Over the last decades, Gamble & Huff’s award-winning partnership has generated more than 3,500 songs, including 50 chart pop and R&B hit singles and 75 RIAA gold, platinum and multi-platinum certifications. The pair has won five Grammy’s® for their songwriting and collected 86 BMI Pop and R&B Awards. They helped pioneer the R&B subgenre of "Philadelphia soul" and together they formed Philadelphia International Records in 1971. After signing to a distribution deal with CBS Records, they wrote and produced so many of the hits already mentioned, and so many more.
Leon Huff was born in Camden, New Jersey, on April 8, 1942. He was initially exposed to music through his mother, who played piano and organ for a church choir and taught him some of the basics, though he also took formal lessons. He performed with several local doo-wop groups (including the Lavenders, who recorded the regional hit, "The Slide") and also played on Phil Spector's legendary 1963 Christmas album and the Ronettes' classic Spector-produced "Baby, I Love You." Working with Philly production duo Johnny Madera and David White took him to recording sessions with Brill Building songwriter-producers Jerry Lieber and Mike Stoller (his first was the Ad-Libs' hit "Boy From New York City").

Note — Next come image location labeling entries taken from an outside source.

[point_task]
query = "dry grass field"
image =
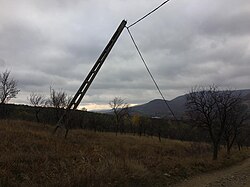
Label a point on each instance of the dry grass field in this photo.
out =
(31, 156)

Encouraged by Madera and White, Huff began writing his own songs, and after scoring the first major hit for Patty and the Emblems ("Mixed Up, Shook Up Girl"), he met Kenny Gamble in 1962. He worked in Gamble's band The Romeos and formed a production company with him in New York's Shubert Theatre building. Partners ever since, they found immediate success and by the end of 1974, Gamble & Huff—and co-publisher Thom Bell (The Stylistics, The Spinners)—were the leading pop and soul producers in the business, with Huff even releasing a solo album as an artist. Meanwhile, Philadelphia International was the second-biggest African-American owned record company in America, right behind Motown, while Mighty Three Music Group, the publishing arm of music from Gamble, Huff and Bell, was recognized among the top R&B/soul music publishers.
Gamble, Huff and Bell were inducted into the Philadelphia Music Foundations's Walk of Fame in 1993 and have received many other Philadelphia and Camden area civic awards. Gamble and Huff were inducted into the Songwriters Hall of Fame in 1995 and received the hall's Johnny Mercer Award—its highest honor--in 2014. The team was also inducted into The Rock and Roll Hall of Fame in 2008 in the non-performer category.